Диалог Брандахлыстовой и Расплюева – идеальная формула «абсурда», где каждое слово имеет любое значение, кроме того житейски-логичного, что было заложено в него изначально:
РАСПЛЮЕВ. Во что же он оборачивался?
ЛЮДМИЛА. В стену.
РАСПЛЮЕВ. Как же он в стену оборачивался?
ЛЮДМИЛА. А как на постель полезу, так он, мошенник, рылом-то в стену и обернется…
РАСПЛЮЕВ. Ну, таперь ты, видя, что он эвдаким манером в стену-то обертывался, и не робела с ним спать-то…
Слово, также становясь «оборотнем», заменяя не только драматическое действие, но и физиологические акты, по своей нагруженности абсурдной атмосферой оказывается сопоставимо с выразительностью сценической пластики, жеста, взгляда.
Так нагрузил простенький возглас в нелепой ситуации А. Эфрос, поставивший гоголевскую «Женитьбу» в театре на Малой Бронной. Стилистика «Женитьбы» строилась на преодолении режиссером представления об экстравагантных одеждах «совершенно невероятного события», как определил жанр пьесы автор ее. Неожиданность обычного и привычность абсурдного – ключ к спектаклю, к существованию людей в нем, к атмосфере. В этом смысле чрезвычайно показательной и театрально-эффектной была сцена поисков Кочкаревым пропавшего Подколесина: беготня по комнате, обращение к попугаю в клетке. Мотив оборотня, комедийно воплощенный (человек «обернулся» попугаем) в данном случае и додуманный режиссером в дополнение к гоголевскому абсурду, был реализован отчетливо и совершенно оригинально, смешно и страшно.
Обернулся – один из многих русских оборотней.

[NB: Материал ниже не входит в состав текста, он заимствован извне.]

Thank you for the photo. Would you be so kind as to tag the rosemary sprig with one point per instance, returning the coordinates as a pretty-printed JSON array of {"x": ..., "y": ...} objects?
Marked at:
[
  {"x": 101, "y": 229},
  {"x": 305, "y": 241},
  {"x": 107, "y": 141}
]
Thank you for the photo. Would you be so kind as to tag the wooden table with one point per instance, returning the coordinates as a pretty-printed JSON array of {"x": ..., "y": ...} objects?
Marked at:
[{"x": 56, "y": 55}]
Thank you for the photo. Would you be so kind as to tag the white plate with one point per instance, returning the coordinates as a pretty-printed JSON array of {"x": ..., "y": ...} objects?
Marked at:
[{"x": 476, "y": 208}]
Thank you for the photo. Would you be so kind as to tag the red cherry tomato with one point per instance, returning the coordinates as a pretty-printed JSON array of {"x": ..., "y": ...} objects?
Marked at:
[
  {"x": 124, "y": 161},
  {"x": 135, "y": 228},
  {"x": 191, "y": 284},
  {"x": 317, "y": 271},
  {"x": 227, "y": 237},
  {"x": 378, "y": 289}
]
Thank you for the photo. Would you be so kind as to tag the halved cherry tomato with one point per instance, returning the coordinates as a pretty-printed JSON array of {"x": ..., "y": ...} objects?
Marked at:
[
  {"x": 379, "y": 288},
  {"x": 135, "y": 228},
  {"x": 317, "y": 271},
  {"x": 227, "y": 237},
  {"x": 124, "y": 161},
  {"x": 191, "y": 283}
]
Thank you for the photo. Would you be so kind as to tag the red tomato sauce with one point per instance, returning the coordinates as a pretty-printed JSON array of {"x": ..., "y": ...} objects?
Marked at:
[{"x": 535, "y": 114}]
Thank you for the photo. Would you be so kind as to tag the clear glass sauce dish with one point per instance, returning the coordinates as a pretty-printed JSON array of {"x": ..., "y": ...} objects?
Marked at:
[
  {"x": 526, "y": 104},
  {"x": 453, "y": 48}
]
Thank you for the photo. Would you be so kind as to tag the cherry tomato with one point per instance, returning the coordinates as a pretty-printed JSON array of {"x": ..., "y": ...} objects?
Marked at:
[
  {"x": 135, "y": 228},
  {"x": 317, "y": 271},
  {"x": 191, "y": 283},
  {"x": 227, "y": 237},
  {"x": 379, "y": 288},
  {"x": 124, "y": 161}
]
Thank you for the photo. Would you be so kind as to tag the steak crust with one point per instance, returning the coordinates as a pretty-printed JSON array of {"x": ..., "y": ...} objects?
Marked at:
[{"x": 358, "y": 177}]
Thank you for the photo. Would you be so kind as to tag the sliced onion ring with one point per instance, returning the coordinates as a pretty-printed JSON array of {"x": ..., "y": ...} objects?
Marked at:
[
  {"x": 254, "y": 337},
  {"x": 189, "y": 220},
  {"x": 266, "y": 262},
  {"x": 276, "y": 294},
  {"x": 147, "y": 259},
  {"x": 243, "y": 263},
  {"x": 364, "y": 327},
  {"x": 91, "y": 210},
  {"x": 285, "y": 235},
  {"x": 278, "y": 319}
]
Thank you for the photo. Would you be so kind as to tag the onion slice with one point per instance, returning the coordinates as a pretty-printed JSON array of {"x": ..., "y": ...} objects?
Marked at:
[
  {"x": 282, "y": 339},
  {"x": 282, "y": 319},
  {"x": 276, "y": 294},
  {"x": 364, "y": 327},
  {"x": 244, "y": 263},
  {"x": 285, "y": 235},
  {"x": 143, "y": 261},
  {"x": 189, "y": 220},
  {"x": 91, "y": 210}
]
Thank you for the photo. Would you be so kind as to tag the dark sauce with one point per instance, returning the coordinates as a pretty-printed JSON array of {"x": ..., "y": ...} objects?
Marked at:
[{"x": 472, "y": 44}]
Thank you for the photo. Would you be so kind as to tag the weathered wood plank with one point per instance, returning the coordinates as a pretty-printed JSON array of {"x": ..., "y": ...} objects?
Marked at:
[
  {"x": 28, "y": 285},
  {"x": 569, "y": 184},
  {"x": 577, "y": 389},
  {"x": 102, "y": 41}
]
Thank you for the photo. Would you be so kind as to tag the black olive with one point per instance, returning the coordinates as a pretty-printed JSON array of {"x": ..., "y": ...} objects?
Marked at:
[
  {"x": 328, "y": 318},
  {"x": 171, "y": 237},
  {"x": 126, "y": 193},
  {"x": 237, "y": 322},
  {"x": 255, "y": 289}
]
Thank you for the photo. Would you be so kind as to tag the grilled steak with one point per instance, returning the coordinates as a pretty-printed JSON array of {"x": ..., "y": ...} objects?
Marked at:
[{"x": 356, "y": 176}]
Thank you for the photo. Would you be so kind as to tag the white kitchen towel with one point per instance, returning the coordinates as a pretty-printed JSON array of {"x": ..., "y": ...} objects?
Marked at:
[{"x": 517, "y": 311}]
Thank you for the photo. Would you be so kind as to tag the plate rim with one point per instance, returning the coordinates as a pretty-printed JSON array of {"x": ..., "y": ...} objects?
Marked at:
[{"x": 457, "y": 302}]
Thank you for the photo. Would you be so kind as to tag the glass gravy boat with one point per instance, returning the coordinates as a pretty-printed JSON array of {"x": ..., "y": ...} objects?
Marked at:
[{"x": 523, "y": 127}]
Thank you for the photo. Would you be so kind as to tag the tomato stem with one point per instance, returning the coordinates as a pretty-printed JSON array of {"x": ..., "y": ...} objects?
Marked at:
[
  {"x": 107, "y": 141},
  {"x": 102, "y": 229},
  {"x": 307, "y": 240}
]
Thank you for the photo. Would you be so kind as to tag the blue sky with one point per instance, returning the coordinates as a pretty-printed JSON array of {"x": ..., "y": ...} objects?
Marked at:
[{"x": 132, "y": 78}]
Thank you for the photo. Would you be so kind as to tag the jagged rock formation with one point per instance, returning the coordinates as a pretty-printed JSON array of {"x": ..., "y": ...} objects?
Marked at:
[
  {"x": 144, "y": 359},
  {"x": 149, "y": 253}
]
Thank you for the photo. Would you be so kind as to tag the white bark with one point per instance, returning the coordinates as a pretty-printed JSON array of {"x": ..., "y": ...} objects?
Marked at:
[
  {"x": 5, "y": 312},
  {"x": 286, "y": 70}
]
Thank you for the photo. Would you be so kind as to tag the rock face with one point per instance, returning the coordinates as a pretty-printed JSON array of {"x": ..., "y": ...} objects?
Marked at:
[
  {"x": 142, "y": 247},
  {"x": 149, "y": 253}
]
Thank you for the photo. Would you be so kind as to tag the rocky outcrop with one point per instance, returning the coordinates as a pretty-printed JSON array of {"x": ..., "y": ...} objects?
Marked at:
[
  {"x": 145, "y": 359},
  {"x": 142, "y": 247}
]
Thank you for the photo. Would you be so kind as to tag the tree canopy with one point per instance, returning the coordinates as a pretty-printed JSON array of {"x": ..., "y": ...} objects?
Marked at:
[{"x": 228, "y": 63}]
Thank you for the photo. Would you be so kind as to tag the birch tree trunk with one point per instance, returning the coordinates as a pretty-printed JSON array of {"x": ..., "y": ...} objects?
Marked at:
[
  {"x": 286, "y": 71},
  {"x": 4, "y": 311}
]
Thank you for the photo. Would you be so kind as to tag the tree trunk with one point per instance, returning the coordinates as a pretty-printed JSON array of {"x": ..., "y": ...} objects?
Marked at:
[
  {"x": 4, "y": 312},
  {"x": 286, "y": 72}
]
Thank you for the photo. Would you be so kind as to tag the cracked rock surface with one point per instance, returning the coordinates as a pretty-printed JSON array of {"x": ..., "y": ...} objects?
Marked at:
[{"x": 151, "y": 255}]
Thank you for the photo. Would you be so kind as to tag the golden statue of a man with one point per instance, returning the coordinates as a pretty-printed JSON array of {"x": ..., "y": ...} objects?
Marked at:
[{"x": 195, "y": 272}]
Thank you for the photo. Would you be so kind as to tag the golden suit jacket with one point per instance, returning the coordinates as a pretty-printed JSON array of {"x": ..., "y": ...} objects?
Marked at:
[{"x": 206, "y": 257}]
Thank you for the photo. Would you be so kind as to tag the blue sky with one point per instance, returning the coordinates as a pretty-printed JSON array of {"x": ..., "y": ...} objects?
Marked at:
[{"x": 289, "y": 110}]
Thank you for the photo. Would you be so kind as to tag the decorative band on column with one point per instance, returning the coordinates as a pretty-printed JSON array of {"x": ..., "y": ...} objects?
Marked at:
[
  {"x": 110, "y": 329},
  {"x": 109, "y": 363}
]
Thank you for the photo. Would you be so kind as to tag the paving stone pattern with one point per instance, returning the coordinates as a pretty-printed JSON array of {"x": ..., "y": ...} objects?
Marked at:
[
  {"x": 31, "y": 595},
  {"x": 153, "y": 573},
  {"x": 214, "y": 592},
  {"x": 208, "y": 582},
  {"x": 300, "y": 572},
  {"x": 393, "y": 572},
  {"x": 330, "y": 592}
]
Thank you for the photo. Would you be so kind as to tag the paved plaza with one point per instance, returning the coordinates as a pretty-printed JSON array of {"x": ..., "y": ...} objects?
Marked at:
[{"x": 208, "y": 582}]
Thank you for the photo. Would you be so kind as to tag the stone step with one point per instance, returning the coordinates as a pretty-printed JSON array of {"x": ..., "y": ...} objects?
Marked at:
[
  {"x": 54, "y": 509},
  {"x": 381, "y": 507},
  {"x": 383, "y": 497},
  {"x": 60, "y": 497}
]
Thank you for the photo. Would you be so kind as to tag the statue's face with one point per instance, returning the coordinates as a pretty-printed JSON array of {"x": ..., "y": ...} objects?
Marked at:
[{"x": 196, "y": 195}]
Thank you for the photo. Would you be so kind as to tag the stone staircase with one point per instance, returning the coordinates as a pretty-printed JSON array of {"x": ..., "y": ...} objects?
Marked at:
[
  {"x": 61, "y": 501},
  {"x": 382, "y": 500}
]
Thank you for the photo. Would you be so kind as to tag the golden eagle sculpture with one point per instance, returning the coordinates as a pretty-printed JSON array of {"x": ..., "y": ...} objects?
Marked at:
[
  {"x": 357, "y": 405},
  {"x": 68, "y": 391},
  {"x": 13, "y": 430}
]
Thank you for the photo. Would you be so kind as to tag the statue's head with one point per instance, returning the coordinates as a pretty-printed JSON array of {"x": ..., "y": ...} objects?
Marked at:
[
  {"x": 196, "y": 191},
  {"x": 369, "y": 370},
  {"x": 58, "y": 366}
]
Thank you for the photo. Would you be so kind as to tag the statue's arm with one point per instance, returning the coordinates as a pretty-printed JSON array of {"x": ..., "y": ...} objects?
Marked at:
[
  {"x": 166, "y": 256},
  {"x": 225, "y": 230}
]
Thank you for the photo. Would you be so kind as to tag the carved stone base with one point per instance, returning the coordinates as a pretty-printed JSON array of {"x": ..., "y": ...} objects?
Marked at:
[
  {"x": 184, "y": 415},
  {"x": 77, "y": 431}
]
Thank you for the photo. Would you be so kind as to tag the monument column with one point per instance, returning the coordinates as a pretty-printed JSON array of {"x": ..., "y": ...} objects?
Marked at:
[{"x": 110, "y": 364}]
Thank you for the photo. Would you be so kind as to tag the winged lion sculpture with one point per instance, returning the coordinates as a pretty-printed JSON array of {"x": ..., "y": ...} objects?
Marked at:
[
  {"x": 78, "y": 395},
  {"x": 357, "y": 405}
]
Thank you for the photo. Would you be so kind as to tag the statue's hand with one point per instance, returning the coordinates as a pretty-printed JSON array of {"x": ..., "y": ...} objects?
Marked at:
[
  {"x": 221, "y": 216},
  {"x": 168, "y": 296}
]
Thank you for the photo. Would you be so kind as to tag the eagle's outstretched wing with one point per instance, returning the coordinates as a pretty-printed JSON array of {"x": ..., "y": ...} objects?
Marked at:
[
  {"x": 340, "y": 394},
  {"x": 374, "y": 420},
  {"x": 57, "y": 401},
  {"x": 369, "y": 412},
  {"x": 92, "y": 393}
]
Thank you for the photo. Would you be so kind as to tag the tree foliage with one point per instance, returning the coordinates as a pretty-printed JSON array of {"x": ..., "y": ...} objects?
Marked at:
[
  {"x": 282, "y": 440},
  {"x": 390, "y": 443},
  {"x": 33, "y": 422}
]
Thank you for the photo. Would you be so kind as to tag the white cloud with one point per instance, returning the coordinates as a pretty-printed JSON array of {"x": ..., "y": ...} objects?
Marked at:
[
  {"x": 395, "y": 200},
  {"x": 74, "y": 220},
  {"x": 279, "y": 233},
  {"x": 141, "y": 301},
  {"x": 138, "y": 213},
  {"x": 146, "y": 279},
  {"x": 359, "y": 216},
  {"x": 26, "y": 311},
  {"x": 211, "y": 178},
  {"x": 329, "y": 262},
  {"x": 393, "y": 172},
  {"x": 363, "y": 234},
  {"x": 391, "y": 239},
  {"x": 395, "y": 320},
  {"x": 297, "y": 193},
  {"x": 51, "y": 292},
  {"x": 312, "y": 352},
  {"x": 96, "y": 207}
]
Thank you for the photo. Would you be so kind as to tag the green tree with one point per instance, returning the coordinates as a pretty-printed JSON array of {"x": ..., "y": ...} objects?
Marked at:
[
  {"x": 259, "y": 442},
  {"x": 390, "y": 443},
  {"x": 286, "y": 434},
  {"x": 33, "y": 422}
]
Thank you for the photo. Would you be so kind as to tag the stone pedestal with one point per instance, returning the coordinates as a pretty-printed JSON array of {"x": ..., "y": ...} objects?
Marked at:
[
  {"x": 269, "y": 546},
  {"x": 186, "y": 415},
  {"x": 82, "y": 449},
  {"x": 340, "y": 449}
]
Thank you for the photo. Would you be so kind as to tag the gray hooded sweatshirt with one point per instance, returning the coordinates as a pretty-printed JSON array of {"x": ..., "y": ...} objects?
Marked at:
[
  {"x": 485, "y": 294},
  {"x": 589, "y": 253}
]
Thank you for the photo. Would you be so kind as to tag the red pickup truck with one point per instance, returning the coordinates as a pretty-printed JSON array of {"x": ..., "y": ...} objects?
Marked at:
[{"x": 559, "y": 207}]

Или превратился – только не в насекомое, как позже герой Ф. Кафки, а в любимца русских обывателей, попку-дурака. Как обернулись тыльной стороной начавшие «годить» щедринские либералы в постановке «Современной идиллии» (спектакль «Балалайкин и Ко» в театре «Современник»): «Мы уже не годили: мы превратились».
Сценическое воплощение оборотней (поиски исчезнувшего в клетке с попугаем Подколесина), двойников (в «Ревизоре» Г. Товстоногова), а также оборотней – не живых двойников (в сцене на балу «Горя от ума» в постановке Г. Товстоногова), сформировало трагикомический образ русской нелепицы, доведенной восприятием ХХ века до эстетического качества абсурда.